U.S. equities gained as retail sales in the U.S. rose more than forecast in September, easing concern slumping confidence and scant hiring will derail the biggest part of the economy.

Group of 20

U.S. stocks also followed a rally in European shares as finance ministers and central bankers from the Group of 20 began talks in Paris. Nations from China to Brazil are considering increasing the International Monetary Fund’s lending resources to help stem the European debt crisis, Group of 20 and IMF officials said. European officials are considering writedowns of as much as 50 percent on Greek bonds, according to people familiar with the discussion.

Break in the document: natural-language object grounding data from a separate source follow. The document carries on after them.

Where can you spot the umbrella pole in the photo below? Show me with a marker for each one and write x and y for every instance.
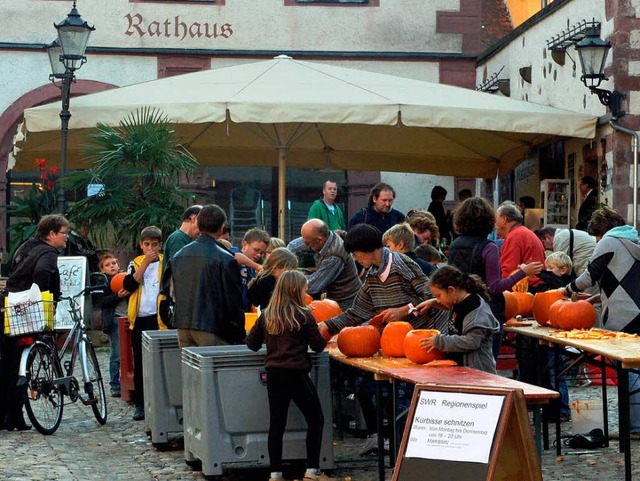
(282, 190)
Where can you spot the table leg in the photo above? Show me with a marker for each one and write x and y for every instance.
(623, 415)
(337, 371)
(605, 409)
(537, 432)
(392, 422)
(545, 433)
(380, 412)
(556, 384)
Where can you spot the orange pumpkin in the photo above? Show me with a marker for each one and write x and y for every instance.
(393, 338)
(117, 282)
(518, 303)
(324, 309)
(414, 352)
(359, 341)
(573, 314)
(542, 302)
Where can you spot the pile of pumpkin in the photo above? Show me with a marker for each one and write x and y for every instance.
(549, 308)
(398, 339)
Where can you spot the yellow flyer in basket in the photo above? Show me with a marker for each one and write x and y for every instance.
(28, 315)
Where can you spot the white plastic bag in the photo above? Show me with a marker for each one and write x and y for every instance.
(25, 311)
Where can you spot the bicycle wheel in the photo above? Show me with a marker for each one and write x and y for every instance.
(42, 398)
(93, 385)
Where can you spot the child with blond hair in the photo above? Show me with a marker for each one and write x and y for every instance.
(558, 273)
(289, 330)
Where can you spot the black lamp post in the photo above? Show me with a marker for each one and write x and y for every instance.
(593, 52)
(66, 55)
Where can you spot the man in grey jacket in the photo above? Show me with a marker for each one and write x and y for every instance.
(203, 279)
(336, 272)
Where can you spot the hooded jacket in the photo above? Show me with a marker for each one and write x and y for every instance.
(615, 266)
(476, 339)
(36, 262)
(204, 281)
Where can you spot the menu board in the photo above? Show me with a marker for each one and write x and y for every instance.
(454, 426)
(465, 433)
(73, 277)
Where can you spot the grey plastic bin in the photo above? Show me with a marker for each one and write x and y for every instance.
(162, 384)
(226, 410)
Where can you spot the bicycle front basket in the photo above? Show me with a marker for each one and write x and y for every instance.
(28, 317)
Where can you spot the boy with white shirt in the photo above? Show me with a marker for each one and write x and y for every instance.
(143, 282)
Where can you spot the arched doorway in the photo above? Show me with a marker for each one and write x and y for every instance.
(12, 117)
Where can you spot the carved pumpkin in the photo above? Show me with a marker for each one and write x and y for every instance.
(542, 302)
(573, 314)
(324, 310)
(117, 282)
(522, 285)
(359, 341)
(393, 338)
(518, 303)
(414, 352)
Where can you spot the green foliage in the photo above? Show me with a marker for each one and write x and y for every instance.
(140, 164)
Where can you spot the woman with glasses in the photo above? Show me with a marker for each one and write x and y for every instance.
(35, 262)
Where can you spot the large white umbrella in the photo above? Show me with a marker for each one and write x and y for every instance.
(304, 114)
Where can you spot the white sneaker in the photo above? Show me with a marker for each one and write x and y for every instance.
(319, 477)
(371, 445)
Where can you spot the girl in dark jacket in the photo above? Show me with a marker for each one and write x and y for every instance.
(289, 329)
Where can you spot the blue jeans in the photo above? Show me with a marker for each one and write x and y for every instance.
(114, 356)
(562, 386)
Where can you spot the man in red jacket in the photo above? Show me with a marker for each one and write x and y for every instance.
(521, 245)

Google jumped 5.9 percent to $591.68. The shares rallied 19 percent in nine days, the biggest gain since February 2009. Chief Executive Officer Larry Page, who succeeded Eric Schmidt in April, is benefiting from Google’s leadership in search advertising, even as the company pushes into new markets such as mobile, display and social networking.

Earnings Season

Profit for S&P 500 companies will climb 17 percent in the third quarter and rise 18 percent to a record $99.77 for all of 2011, according to analyst estimates compiled by Bloomberg. The S&P 500 is trading for 11.1 times forecast earnings for 2012, compared with its five-decade average of 16.4 times reported income, according to data compiled by Bloomberg.

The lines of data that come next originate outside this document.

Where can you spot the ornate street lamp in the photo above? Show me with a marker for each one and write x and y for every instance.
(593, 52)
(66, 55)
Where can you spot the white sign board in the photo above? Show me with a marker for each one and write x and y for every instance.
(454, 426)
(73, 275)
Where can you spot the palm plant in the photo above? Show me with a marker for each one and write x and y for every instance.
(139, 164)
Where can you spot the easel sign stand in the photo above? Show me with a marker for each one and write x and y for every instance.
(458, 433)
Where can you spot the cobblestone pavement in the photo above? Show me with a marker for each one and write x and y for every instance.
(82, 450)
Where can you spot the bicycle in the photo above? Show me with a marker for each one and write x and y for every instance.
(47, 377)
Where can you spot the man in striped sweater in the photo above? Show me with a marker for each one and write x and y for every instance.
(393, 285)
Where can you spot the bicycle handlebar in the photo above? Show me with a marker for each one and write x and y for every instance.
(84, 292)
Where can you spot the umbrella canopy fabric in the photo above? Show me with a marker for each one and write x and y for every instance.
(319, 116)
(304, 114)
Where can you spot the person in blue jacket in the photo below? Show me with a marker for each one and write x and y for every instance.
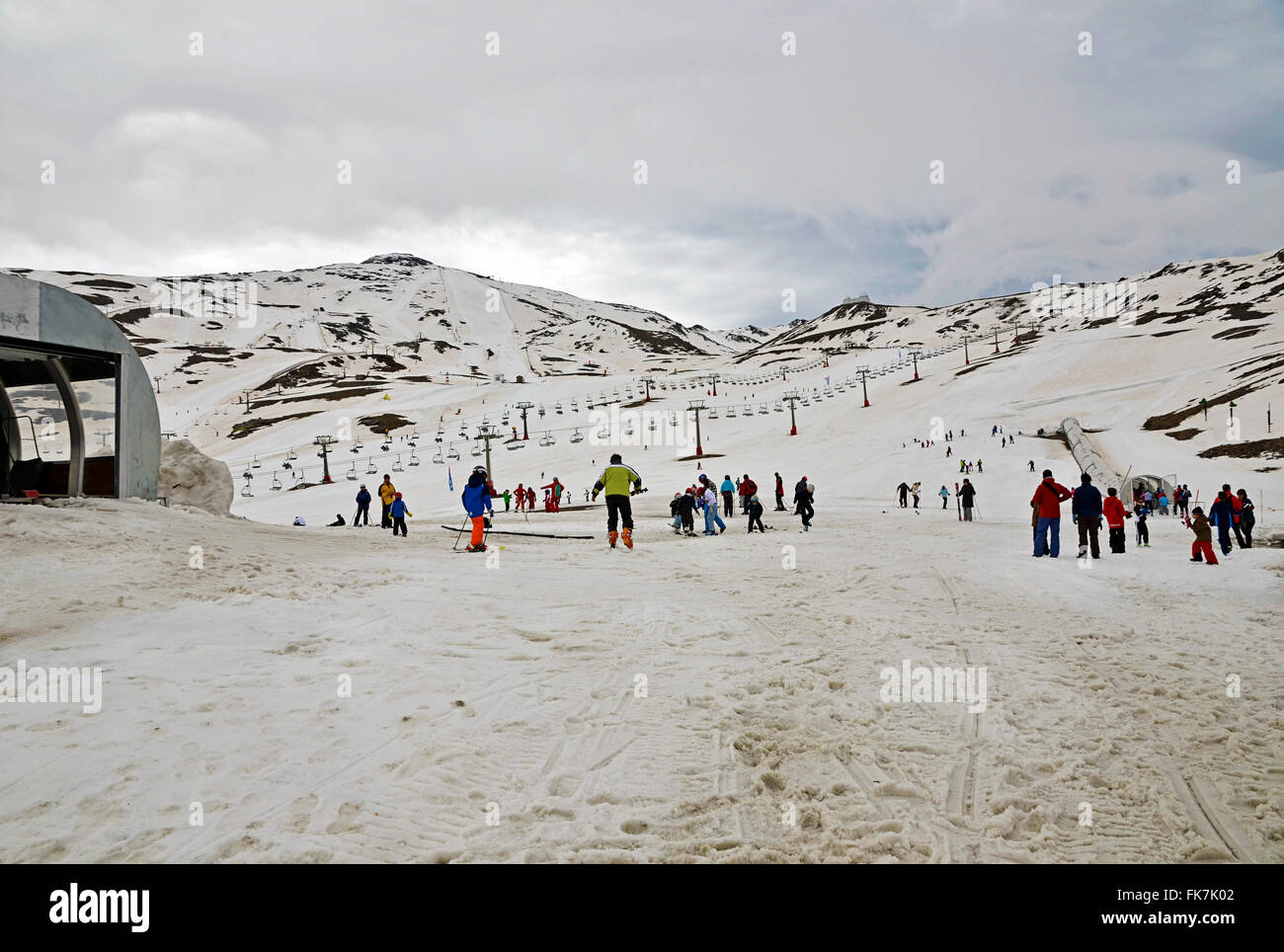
(1085, 509)
(1221, 514)
(397, 513)
(362, 507)
(476, 503)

“Investor sentiment might be recalibrated,” Keith Wirtz, who oversees $16.7 billion as chief investment officer at Fifth Third Asset Management in Cincinnati, said in a telephone interview. “We’re expecting this rally in stocks to be indicative of the whole quarter. There has been so much negative sentiment that the simple fact that we’re now in earnings season and we have a new type of information hitting the market, that might be a catalyst.”

Apple gained 3.3 percent to $422, a record. It added 14 percent in five days, the most since March 2009. The iPhone 4S, available today in the U.S., Australia, Canada, France, Germany, Japan and the U.K., is projected to outperform last year’s introduction of the iPhone 4, which topped 1.7 million units in its first weekend.

Most-Tied

The Morgan Stanley Cyclical Index of companies most-tied to economic growth, added 2.3 percent. Amazon.com, the world’s largest online retailer, increased 4.5 percent to $246.71. Caterpillar climbed 3.3 percent to $84.09.

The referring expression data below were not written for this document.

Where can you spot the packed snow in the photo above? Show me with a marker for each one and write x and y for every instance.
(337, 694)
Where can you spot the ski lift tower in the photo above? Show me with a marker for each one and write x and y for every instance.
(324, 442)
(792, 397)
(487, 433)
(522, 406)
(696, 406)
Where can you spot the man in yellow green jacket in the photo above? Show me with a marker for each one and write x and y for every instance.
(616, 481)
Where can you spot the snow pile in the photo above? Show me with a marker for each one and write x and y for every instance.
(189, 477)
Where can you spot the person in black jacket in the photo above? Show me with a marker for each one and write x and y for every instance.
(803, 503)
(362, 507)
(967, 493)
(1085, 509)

The Dow Jones Transportation Average, a proxy for the economy, gained 2.2 percent. J.B. Hunt Transport Services Inc. jumped 8.7 percent to $42.28 after the trucking company reported third-quarter earnings of 57 cents a share, beating the average analyst estimate of 56 cents.

Energy and raw-material producers rose the most among 10 industry groups in the S&P 500, adding at least 2.5 percent. Exxon Mobil Corp. (XOM) climbed 2.3 percent to $78.11. Chevron Corp. (CVX) added 2.7 percent to $100.47.

Freeport-McMoRan Copper & Gold Inc. (FCX) gained 4.3 percent to $36.77. Stabilizing copper inventory worldwide and rising demand from China are “favorable” for the world’s largest publicly traded copper producer, Morgan Stanley said in a note.

The KBW Bank Index (BKX) rose 0.6 percent, reversing an earlier decline of 1.6 percent. Wells Fargo & Co. (WFC) rallied 2.1 percent to $26.67. JPMorgan Chase & Co. (JPM) advanced 0.9 percent to $31.89.